Reputation: 1285
Apologies in advance for the clunky code. I have a data frame similar to the following:
df <- data.frame(c(rep_len(1,5), 2, 2), c("A", "A", "B", "B", "C", "C", "C"))
names(df) <- c("id", "consequence")
id consequence
1 1 A
2 1 A
3 1 B
4 1 B
5 1 C
6 2 C
7 2 C
I would like to perform the following filtering action:
if a group by id contains consequences A or B, then keep these rows, and remove rows with consequence C. If a group contains only C, or a single row, then keep those/that rows/row.

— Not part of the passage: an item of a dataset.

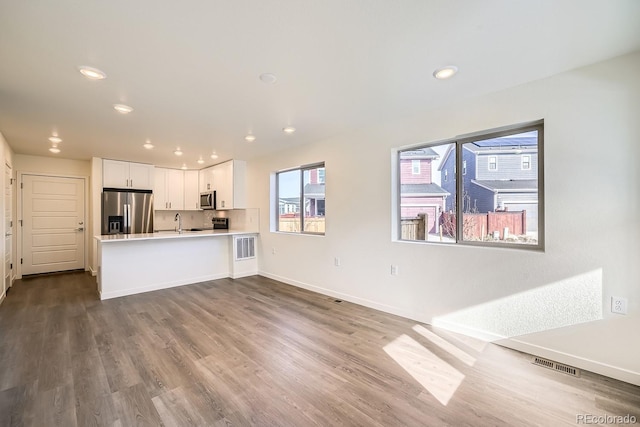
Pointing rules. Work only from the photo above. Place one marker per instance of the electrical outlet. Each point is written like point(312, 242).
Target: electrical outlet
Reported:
point(619, 305)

I have tried to do this in dplyr with a custom function, but have the problem that all the rows are filtered, thus eliminating all of consequence C:
# filtering function:
consequence_select <- function(x) {
if(n_distinct(x$consequence) > 1) {
if(any(unique(x$consequence) %in% c("A", "B"))) {
x %>%
filter(consequence %in% c("A", "B"))} else {return(x)}
} else {return(x)}
}
df %>%
group_by(id) %>%
consequence_select
id consequence
1 1 A
2 1 A
3 1 B
4 1 B
I was able to do this correctly with plyr:
ddply(df, .(id), consequence_select)
id consequence
1 1 A
2 1 A
3 1 B
4 1 B
5 2 C
6 2 C
Upvotes: 3
Views: 229
Reputation: 70266
You could optimize your code by applying it only inside a filter
argument and not inside a do
as filter
is the specialized dplyr function for such a task. I created two functions and benchmarked them with the existing answers. Which function you want to use depends on your requirements - for the sample data, they both produce the same result. I also created a slightly larger sample data for the benchmark, as below.
# sample data
df <- data.frame(id = sample(100, 1000, replace = T),
consequence = sample(LETTERS[1:3], 1000, replace = TRUE, prob = c(0.2, 0.2, 0.6)))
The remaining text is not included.